During base table scanning, an alarm is reported if the following conditions are met:
- For row-store tables:
  - When the index scanning is used, the ratio of the number of output lines to the number of scanned lines is greater than 1/1000 and the number of output lines is greater than 10,000.
  - When sequential scanning is used, the number of output lines to the number of scanned lines is less than 1/1000, the number of output lines is less than or equal to 10,000, and the number of scanned lines is greater than 10,000.
- For column-store tables:
  - When the index scanning is used, the ratio of the number of output lines to the number of scanned lines is greater than 1/10000 and the number of output lines is greater than 100.
  - When sequential scanning is used, the number of output lines to the number of scanned lines is less than 1/10,000, the number of output lines is less than or equal to 100, and the number of scanned lines is greater than 10,000.
For details, see Optimizing Operators.
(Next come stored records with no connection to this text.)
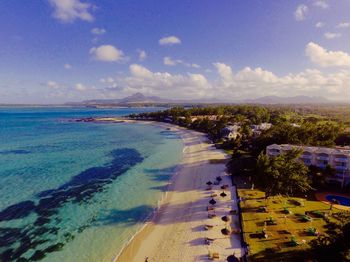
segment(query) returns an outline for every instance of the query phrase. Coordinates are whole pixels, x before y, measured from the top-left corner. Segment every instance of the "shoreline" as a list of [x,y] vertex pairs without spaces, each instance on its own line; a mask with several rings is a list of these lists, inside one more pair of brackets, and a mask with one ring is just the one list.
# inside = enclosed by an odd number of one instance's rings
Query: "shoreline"
[[[237,210],[233,187],[226,191],[225,200],[216,197],[218,205],[215,212],[218,217],[208,219],[208,197],[214,193],[219,195],[223,190],[215,186],[217,188],[206,191],[206,181],[215,181],[216,176],[222,176],[223,184],[232,184],[225,172],[227,154],[214,148],[204,133],[170,123],[120,117],[94,118],[88,122],[152,124],[177,132],[184,144],[182,160],[168,181],[157,207],[113,257],[113,261],[209,261],[210,253],[220,254],[220,260],[232,254],[243,255],[239,234],[225,237],[220,231],[223,227],[239,229],[238,216],[232,215],[229,222],[221,221],[219,216]],[[213,163],[213,159],[219,161]],[[214,224],[215,230],[205,231],[207,223]],[[214,239],[215,243],[210,246],[205,244],[207,237]]]

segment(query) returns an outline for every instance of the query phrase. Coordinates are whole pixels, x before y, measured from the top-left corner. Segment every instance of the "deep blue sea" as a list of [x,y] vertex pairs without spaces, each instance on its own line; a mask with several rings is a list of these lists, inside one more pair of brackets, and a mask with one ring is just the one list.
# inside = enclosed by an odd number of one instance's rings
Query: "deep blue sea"
[[183,145],[153,125],[71,120],[154,110],[0,107],[0,261],[111,261]]

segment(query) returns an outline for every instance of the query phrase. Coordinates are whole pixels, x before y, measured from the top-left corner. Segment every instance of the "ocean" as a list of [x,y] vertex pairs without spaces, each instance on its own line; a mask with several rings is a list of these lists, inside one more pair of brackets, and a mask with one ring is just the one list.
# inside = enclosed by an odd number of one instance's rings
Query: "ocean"
[[72,119],[158,108],[0,108],[0,261],[111,261],[181,161],[173,131]]

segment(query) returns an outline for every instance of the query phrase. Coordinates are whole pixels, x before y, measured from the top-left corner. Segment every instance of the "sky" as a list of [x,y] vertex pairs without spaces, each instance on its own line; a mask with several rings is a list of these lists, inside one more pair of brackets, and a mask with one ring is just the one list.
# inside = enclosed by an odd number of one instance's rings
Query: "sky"
[[350,0],[1,0],[0,103],[350,101]]

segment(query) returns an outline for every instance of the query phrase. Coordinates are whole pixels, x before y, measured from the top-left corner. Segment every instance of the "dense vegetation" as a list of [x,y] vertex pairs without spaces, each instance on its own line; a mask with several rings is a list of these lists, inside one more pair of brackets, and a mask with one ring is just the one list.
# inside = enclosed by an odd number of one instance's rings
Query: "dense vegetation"
[[305,193],[311,189],[308,168],[297,161],[300,154],[301,151],[291,150],[273,158],[266,154],[259,155],[254,181],[264,188],[266,197]]

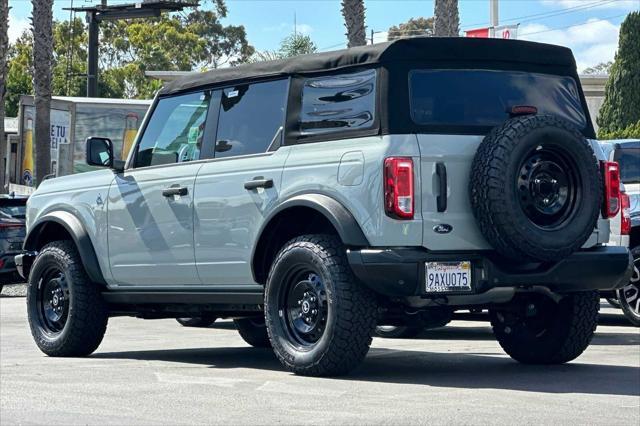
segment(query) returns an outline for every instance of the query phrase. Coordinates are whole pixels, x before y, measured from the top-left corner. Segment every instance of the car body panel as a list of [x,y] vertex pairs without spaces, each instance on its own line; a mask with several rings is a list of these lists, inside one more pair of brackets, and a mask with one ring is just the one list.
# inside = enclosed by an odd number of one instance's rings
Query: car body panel
[[[195,182],[195,262],[204,285],[252,284],[251,254],[268,212],[281,200],[282,169],[290,148],[207,161]],[[273,186],[244,184],[270,179]]]

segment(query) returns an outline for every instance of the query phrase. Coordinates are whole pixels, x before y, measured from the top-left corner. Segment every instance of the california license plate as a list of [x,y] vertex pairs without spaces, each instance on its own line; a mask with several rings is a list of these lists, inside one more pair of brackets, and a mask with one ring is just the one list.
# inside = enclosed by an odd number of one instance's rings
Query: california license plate
[[427,262],[427,293],[471,291],[471,262]]

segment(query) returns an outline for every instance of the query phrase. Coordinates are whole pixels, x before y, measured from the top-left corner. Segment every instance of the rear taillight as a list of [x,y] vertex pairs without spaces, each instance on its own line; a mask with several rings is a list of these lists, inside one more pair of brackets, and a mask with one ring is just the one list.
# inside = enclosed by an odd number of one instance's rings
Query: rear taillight
[[622,214],[620,215],[620,234],[631,235],[631,200],[629,195],[624,191],[620,193],[620,209]]
[[602,161],[604,175],[604,205],[602,215],[614,217],[620,211],[620,168],[615,161]]
[[413,160],[389,157],[384,160],[384,210],[396,219],[413,219]]
[[24,223],[0,222],[0,229],[22,228],[22,227],[24,227]]

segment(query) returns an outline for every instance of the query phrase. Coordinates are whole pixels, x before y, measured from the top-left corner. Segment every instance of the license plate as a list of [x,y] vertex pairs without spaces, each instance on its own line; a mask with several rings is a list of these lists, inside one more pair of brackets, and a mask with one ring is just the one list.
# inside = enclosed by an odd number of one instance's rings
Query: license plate
[[471,291],[471,262],[427,262],[427,293]]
You can also refer to Case: Creating an Appropriate Index and Case: Setting Partial Cluster Keys.

Example alarms:
```
Execute diagnostic information
        PlanNode[4] Indexscan is not properly used:"Index Only Scan", output:524288, filtered:0, rate:1.00000
        PlanNode[5] Indexscan is ought to be used:"Seq Scan", output:1, filtered:524288, rate:0.00000
```
The diagnosis result is only a suggestion for the current SQL statement. You are advised to create an index only for frequently used filter criteria.
Estimation is inaccurate.

An alarm will be reported if the maximum number or the estimated maximum number of rows processed on a DN is over 100,000, and the larger number reaches or exceeds 10 times of the smaller one. In this scenario, you can refer to Rows Hints to correct the estimation on the number of rows, so that the optimizer can re-design the execution plan based on the correct number.

Example alarm:

Execute diagnostic information
        PlanNode[5] Inaccurate Estimation-Rows: "Hash Join" A-Rows:0, E-Rows:52488

Constraints

An alarm contains a maximum of 2048 characters. If the length of an alarm exceeds this value (for example, a large number of long table names and column names are displayed in the alarm when their statistics are not collected), a warning instead of an alarm will be reported.
```
WARNING, "Planner issue report is truncated, the rest of planner issues will be skipped"
```
If a query statement contains the Limit operator, alarms of operators lower than Limit will not be reported.
For alarms about data skew and inaccurate estimation, only alarms on the lower-layer nodes in a plan tree will be reported. This is because the same alarms on the upper-level nodes may be triggered by problems on the lower-layer nodes. For example, if data skew occurs on the Scan node, data skew may also occur in operators (for example, Hashagg) at the upper layer.